In a globalized world, there is growing demand for subtitling in different languages, not just in European or APAC markets, but also for North America, where acceptance and demand for Spanish programming is growing rapidly, and not just among Spanish-speaking communities.
So, not only is it necessary to present same-language captioning, but also translation. Due to the large volume of VOD shows and the nature of live news casts, the most cost-effective solution for TV stations and network groups is a reliable Automatic Speech Recognition (ASR) system, one which guarantees FCC compliance, high accuracy, low latency and native input formats that won’t interfere with existing IT infrastructures.
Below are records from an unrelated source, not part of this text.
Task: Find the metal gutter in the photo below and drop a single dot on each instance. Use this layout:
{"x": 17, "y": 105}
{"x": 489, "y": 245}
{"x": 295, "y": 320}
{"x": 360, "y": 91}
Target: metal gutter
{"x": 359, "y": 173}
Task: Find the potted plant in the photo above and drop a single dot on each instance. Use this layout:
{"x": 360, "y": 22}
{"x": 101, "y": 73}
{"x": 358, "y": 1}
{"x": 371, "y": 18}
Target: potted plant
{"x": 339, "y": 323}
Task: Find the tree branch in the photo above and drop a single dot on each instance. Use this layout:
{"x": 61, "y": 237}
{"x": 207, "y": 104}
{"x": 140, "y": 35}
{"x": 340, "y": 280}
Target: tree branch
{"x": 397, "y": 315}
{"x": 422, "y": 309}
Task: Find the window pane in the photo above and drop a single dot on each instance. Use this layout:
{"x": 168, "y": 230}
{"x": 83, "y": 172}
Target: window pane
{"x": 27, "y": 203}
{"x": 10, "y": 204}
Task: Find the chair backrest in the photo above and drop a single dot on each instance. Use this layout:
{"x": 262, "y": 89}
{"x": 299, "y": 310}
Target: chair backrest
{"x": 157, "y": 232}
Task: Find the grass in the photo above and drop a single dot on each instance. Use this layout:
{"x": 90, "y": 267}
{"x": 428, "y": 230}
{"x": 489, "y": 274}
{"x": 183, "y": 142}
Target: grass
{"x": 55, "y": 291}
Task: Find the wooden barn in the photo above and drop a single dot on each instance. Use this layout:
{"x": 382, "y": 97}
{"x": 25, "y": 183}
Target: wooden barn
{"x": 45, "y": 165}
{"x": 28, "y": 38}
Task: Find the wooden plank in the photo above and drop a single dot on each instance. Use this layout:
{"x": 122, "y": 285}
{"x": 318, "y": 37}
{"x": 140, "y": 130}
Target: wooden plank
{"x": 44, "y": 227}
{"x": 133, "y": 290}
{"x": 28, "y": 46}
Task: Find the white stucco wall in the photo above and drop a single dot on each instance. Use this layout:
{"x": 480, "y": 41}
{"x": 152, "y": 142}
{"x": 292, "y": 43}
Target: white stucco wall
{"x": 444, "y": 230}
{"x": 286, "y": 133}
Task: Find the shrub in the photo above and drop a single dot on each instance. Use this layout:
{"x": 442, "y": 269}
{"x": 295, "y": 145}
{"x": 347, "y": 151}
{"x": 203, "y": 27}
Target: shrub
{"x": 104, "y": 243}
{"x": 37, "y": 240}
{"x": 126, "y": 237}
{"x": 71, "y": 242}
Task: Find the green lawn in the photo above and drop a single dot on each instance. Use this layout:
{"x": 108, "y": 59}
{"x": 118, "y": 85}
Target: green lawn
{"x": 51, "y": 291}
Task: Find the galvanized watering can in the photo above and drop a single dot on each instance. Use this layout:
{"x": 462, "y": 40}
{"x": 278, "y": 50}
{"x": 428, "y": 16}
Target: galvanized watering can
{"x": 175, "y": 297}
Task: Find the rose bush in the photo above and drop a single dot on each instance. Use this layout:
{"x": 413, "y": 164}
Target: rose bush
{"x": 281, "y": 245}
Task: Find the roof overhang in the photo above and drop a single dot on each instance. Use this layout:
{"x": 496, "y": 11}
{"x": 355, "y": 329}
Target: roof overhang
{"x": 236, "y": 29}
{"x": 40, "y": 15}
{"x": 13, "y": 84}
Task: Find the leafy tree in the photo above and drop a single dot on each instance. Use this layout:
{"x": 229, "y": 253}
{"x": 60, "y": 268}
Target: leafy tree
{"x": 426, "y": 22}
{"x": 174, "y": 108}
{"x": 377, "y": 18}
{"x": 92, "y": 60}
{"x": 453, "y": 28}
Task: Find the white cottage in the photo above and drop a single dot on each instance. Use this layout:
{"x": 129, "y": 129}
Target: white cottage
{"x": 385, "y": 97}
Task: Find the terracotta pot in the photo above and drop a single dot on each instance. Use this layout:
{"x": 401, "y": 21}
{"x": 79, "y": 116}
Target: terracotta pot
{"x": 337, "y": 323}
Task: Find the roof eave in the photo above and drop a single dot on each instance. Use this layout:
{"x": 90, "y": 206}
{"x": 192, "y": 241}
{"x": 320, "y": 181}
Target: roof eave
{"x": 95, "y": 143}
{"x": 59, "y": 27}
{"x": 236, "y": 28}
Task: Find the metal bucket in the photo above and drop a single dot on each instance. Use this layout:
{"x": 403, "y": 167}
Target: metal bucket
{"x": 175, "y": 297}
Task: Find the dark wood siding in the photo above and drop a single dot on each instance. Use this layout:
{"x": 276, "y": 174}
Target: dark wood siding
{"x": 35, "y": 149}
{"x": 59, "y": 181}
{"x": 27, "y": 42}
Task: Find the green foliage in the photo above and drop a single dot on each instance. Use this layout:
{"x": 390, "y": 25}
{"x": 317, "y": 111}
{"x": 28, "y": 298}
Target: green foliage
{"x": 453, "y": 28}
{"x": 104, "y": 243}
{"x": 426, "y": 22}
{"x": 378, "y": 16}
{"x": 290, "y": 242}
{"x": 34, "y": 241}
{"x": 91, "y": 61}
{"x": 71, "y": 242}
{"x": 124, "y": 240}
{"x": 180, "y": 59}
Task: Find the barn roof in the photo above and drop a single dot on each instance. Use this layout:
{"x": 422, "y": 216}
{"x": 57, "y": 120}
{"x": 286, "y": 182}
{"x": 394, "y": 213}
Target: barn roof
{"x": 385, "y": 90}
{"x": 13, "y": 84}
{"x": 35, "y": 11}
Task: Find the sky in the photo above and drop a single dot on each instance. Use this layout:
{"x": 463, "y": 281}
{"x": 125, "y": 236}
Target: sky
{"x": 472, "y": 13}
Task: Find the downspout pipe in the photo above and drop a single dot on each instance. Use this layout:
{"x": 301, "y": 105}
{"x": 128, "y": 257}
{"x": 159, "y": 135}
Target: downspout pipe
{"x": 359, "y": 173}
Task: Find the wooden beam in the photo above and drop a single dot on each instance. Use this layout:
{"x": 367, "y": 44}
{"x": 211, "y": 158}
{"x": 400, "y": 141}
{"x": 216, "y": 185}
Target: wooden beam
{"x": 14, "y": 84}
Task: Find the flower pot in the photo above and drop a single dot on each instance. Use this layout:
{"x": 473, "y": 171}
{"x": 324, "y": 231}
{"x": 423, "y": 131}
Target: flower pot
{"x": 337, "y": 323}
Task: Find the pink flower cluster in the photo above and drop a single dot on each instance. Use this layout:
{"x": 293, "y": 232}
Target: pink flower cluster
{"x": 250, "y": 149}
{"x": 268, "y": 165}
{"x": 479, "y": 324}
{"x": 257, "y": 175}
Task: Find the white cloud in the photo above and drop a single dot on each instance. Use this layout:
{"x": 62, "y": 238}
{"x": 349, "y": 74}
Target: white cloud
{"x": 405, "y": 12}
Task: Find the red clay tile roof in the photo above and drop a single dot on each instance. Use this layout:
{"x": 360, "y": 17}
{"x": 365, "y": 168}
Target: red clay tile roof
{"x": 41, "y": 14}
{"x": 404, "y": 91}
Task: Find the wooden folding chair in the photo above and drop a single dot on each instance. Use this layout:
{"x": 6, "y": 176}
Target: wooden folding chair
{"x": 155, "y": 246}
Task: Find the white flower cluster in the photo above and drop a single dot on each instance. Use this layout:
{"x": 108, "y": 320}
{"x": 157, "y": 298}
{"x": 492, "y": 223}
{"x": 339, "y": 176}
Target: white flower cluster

Audimus.Media is a VoiceInteraction product for Automatic Closed Captioning, available in over 30 languages and supporting English-Spanish and Spanish-English translation. The output includes automatic punctuation, capitalization and denormalization, with the possibility of encoding captions into video streams and captions reusability for VOD. This AI-driven platform currently empowers hundreds of television stations with 24/7 automatic closed captions. With a growing market-share worldwide, reaching 96 million homes in the US alone, Audimus.Media is becoming the standard on closed captioning as the benchmark solution.
VoiceInteraction is a company dedicated to speech processing technologies, with a varied product offering for the broadcast industry and other sectors. Our platforms rely on our proprietary ASR engine, AUDIMUS. Constantly evolving, it allows for highly customizable speech processing tasks in real-time, as well as post-recording workflows in multiple languages. Recently, automatic translation engine was added, the ideal addition to bilingual programming and regional shows that benefit from presenting the closed captioning and the translation on top.
Automatic Speech Recognition relies on acoustic and textual language models, streamlined through machine learning algorithms. VoiceInteraction manages the entire process when creating new models and refining supported languages, by analyzing annotated data and developing a pipeline for daily vocabulary updates. This results in language models for specific regional accents, ensuring better quality results, suited for a diverse market.
Recently, the team has been developing Korean, Russian and Turkish, important additions to our current language offering. Our R&D department tackles other complex issues daily, such as added accuracy for speaker recognition, segmentation and change of language model.
VoiceInteraction has been continually developing its core speech processing technology, while also expanding its coverage to new production and distribution workflows. Adding to an advanced new decoding strategy that allows for increased accuracy in unprepared speech, speech translation is now produced for live sources, enabling multiple subtitle languages per source stream. Our underlying proprietary speaker identification and language identification modules were overhauled, for new classifications produced with lower latency and higher accuracy.
To cope with market specificities, VoiceInteraction has been expanding the native formats that can be produced and sent as a contribution to MPEG-TS multiplexers or muxed by Audimus.Media into a MPEG-TS stream: DVB-Teletext, DVB-Subtitling, ARIB B24, ST 2038:202, and ETSI EN 301 775. New supported transport protocols were also added: Secure Reliable Protocol (SRT) and Reliable Internet Stream Transport (RIST) can be used as input or output.
Keeping a close eye on industry shifts and ever-changing needs, the platform will accompany stations as they transition from SDI to IP-based workflows, supporting both types of inputs. VoiceInteraction had these recent efforts recognized by the Broadcast & Media industry, as Audimus.Media was recently awarded Best of Show at both NAB Show and IBC in Amsterdam.